Android Wear 8.0.0 Release 1
Fix several issues with tls-boringssl.c.

An earlier CL added IPPS support via BoringSSL, but the change had many
issues. This fixes the following:

- random() with srandom(time(NULL)) is not an acceptable source of
  entropy for a cryptographic library. Fortunately, BoringSSL ignores
  calls to RAND_seed anyway, so delete it all.

- ERR_error_string(NULL) is not thread-safe. (We've really got to get
  rid of that function, but there are a lot of callers to clear
  through.) Use ERR_error_string_n with a local buffer.

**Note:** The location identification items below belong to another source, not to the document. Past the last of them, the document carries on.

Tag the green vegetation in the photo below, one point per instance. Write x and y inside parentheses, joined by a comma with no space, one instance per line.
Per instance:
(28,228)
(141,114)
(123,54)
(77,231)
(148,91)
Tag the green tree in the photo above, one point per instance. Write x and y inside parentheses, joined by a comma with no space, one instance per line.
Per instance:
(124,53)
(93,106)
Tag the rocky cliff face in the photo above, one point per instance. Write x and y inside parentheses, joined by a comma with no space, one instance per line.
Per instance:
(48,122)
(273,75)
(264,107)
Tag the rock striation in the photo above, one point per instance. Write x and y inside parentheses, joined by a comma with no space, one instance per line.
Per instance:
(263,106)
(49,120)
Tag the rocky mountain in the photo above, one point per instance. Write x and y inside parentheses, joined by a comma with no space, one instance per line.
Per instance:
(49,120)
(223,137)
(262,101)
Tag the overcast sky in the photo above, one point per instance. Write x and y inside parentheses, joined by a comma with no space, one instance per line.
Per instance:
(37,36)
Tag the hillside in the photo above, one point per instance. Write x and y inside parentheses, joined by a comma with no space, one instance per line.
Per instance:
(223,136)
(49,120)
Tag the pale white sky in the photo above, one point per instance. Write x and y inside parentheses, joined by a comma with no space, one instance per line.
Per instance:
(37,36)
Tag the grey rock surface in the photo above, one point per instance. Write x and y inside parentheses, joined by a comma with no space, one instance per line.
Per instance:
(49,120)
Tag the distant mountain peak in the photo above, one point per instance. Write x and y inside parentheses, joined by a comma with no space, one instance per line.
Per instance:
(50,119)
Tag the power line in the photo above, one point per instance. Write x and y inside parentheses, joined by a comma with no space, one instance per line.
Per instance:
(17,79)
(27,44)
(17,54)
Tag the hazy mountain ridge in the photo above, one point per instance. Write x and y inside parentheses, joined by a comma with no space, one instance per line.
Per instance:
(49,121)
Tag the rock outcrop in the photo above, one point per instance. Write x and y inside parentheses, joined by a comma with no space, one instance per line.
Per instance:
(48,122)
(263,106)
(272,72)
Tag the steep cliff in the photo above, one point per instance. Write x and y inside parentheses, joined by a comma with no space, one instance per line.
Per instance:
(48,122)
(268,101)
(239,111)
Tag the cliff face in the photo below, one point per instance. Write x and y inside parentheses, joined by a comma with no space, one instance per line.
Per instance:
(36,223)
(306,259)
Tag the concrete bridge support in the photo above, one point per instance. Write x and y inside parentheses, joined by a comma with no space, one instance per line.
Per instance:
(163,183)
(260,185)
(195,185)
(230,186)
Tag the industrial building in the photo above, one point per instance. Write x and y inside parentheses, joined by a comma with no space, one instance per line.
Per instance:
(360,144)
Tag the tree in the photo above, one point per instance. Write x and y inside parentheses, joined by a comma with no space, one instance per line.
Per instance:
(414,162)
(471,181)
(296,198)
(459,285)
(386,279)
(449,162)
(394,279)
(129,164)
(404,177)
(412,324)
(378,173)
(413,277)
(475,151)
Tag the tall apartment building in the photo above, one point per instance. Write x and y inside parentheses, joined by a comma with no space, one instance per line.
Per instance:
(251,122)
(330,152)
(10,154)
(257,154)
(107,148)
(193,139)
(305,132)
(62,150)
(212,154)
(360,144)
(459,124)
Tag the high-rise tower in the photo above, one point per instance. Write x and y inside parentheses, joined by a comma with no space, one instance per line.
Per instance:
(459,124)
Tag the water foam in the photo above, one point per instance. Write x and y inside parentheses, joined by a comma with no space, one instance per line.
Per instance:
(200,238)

- Using the version-specific APIs disables TLS 1.2. Instead, use
  TLS_method (client and server distinctions on methods are ignored in
  BoringSSL), and configure the minimum protocol version accordingly.

- SSL 3.0 is gone. Ignore _HTTP_TLS_ALLOW_SSL3 altogether. The old code
  called SSLv3_*_method() which always fail in BoringSSL and, were they
  not to fail, would have disabled all secure versions of TLS!

- The SSL_set_tlsext_host_name call was guarded by a
  HAVE_SSL_SET_TLSEXT_HOST_NAME, but config.h was not updated. Remove
  the guard.

- Server support was not added, so make the operation actually fail.
  Remove the commented out code (which wouldn't work as calling
  SSL_CTX_* functions after SSL_new doesn't do anything).

- The code to call SSL_connect vs SSL_accept had a typo and only called
  SSL_accept. In case someone wants server support in the future, use
  the generic SSL_do_handshake which is equivalent, provided the caller
  uses SSL_set_{connect,accept}_state.

This also cleans a couple things up:

- SSL_load_error_strings is a no-op in BoringSSL. SSL_library_init is
  also a no-op on Android, but there do exist configuations where it is
  not, so I've left it in.

- SSL_write returns int, not ssize_t. The casts are unnecessary.

- Extracting the SSL_CTX from the SSL to free it is weird. One can just
  free it earlier. The SSL owns a reference to the SSL_CTX and will
  do the rest for you.

- Delete some unused functions whose comments even still say "gnutls" on
  them.

IMPORTANT: This does NOT fix the following:

- This file does not verify peer certificates at all. This means any
  network attacker could use a different certificate and break the
  connection anyway. I do not know how printer certificates are
  typically checked or how Android's trust store is set up, so someone
  with more domain knowledge may need to help out here. (Are printer
  certs typically checked at all? [0] suggests yes, amazingly.)

[0] https://support.microsoft.com/en-us/help/2021626/when-attempting-to-add-an-ipp-printer-over-https--you-receive-an-error

Test: mma. Additionally tested by Mopria folks. See review comments.